Erik M. van der Poel writes:
OK, folks, let's try to reach closure on the definition of the term
"character set".
RFC 1341 (mime1) has this definition:
The term "character set", wherever it is used in this
document, refers to a coded character set, in the sense of
ISO character set standardization work, and must not be
misinterpreted as meaning "a set of characters."
Mime2 has this definition:
The term "character set", wherever it is used in this
document, refers to a unique mapping of a byte stream to
glyphs, a mapping which does not require external profiling
information. For example, bare "ISO 10646" can't be the
charset parameter, because it requires several language
information for the unique mapping to glyphs.
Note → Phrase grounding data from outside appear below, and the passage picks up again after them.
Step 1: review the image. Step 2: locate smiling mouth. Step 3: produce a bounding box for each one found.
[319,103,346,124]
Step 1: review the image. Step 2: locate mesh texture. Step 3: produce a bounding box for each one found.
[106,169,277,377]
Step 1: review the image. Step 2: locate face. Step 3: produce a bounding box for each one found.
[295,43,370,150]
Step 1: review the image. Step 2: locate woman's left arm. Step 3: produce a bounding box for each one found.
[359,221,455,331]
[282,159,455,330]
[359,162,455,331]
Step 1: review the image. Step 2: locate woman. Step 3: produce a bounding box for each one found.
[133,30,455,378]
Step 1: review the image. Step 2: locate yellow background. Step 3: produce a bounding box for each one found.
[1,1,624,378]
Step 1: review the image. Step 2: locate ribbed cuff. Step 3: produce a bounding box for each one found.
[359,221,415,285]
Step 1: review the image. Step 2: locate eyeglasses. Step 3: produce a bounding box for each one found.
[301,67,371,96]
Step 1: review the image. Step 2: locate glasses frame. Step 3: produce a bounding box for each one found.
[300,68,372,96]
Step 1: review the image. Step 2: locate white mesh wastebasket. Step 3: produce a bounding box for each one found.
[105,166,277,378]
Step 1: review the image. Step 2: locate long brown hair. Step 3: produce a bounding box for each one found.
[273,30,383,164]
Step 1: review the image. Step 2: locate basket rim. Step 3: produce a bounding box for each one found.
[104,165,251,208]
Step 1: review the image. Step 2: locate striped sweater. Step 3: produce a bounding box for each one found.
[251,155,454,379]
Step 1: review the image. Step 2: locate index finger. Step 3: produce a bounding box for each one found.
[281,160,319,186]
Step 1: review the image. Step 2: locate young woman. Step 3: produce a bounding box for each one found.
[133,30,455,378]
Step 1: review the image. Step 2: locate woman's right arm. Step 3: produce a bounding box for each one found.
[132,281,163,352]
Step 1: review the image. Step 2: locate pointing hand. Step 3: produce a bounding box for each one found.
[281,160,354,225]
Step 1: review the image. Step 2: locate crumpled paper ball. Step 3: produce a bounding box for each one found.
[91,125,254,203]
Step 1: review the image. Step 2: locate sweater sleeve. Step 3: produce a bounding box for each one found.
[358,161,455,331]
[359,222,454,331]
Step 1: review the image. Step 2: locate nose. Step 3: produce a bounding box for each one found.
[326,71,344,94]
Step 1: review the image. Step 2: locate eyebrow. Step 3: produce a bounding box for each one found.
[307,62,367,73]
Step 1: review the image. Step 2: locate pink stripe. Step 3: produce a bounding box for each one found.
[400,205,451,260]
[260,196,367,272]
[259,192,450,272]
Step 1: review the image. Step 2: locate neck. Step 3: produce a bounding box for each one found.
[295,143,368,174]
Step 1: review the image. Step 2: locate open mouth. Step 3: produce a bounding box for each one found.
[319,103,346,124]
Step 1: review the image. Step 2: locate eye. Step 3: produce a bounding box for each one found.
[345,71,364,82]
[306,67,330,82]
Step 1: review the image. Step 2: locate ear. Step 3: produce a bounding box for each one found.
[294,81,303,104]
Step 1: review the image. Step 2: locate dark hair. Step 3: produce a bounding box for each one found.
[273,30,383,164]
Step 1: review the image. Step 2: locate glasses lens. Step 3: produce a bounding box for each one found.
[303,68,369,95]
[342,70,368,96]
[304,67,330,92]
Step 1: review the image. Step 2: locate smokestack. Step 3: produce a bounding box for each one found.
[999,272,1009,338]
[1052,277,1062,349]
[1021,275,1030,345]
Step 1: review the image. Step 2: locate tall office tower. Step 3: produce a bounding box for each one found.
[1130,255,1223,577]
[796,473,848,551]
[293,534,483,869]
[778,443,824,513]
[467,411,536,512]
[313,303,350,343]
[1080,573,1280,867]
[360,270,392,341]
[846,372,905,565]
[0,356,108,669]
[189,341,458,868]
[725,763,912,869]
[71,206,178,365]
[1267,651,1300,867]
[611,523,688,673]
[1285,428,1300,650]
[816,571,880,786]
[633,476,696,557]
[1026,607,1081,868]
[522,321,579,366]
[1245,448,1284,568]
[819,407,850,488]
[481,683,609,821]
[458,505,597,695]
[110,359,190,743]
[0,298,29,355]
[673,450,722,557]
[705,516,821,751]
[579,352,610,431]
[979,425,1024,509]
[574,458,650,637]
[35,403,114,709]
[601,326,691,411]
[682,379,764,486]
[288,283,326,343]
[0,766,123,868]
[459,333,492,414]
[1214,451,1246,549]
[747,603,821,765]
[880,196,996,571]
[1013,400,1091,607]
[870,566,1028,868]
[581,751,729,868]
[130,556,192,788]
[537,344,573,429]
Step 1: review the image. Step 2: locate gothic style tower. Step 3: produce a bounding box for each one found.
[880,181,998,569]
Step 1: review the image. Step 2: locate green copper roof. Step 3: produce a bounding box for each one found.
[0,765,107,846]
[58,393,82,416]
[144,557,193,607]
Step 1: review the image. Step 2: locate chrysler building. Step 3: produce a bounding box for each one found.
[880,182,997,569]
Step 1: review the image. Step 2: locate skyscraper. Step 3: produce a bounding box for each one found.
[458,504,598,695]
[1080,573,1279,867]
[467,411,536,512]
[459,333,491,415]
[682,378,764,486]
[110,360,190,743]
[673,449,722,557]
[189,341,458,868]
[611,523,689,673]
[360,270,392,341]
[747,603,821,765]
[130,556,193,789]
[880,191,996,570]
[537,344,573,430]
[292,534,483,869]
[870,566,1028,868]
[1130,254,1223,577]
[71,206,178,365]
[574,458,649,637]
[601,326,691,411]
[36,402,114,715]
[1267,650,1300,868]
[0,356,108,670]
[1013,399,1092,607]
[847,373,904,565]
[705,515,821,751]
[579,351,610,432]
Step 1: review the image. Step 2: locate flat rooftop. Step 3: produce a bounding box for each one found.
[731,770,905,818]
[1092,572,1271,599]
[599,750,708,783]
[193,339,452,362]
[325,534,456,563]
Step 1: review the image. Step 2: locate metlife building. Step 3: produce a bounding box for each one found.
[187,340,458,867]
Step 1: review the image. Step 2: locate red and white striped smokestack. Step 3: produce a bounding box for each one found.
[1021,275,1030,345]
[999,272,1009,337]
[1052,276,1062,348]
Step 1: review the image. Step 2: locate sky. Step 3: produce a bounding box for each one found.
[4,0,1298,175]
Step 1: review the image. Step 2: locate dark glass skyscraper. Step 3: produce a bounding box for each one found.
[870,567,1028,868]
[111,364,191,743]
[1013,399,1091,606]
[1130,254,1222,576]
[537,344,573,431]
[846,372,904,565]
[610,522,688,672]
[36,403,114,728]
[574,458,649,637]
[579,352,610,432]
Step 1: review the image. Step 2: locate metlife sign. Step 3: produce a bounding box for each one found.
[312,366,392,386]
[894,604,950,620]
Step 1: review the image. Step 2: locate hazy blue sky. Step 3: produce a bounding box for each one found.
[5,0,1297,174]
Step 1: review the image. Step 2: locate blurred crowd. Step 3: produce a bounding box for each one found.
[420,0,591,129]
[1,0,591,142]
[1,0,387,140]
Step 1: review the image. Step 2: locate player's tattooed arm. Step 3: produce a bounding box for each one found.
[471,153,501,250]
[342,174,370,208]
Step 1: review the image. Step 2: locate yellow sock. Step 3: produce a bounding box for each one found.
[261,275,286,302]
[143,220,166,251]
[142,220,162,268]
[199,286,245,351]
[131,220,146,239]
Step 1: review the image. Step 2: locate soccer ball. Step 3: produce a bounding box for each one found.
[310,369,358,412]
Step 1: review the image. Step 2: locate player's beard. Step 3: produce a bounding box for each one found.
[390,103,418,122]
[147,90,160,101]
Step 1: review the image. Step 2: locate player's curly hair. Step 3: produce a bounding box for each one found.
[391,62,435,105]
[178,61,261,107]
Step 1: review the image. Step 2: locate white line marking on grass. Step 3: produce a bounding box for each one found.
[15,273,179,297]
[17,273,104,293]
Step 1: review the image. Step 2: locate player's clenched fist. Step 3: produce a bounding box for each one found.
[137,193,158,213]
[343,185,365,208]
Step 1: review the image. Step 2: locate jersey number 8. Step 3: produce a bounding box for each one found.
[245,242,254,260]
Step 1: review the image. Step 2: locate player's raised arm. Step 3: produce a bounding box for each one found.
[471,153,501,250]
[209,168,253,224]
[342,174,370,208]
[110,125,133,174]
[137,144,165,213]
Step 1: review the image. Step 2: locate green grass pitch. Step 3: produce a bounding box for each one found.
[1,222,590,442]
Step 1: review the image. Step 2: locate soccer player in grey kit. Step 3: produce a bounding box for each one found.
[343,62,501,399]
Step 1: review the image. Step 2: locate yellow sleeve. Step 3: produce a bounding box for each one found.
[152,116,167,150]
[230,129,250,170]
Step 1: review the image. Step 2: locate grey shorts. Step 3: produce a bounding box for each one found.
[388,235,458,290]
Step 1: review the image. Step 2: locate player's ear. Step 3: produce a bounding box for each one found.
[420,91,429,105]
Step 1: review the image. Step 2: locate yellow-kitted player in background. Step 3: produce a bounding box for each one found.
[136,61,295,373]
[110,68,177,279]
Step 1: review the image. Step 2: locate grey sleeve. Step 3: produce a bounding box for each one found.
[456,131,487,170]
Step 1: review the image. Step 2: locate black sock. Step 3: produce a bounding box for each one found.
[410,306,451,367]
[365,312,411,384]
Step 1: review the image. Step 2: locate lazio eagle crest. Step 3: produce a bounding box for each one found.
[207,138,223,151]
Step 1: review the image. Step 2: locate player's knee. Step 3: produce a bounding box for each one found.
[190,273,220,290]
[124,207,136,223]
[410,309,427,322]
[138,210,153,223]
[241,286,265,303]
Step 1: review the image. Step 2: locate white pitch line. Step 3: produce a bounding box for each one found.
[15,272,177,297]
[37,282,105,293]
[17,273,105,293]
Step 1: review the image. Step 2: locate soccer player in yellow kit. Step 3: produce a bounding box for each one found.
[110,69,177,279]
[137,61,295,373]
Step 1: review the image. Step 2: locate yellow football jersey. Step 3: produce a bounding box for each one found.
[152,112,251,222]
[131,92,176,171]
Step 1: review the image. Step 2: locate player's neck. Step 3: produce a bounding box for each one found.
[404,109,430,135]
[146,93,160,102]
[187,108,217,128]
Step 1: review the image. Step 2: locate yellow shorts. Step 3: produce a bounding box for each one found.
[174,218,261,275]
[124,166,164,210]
However, this
term can refer to multibyte character sets and to extension
techniques such as those used in ISO 2022.
I suggest this definition:
The term "character set" is used in this document to refer to a method
used with one or more tables to convert encoded text to a series of
octets. This definition is intended to allow various kinds of text
encodings, from simple single-table mappings such as ASCII, to complex
table switching methods such as those that use ISO 2022's techniques.
We should get it right.
The first thing to note, is that we have invented our own term "charset"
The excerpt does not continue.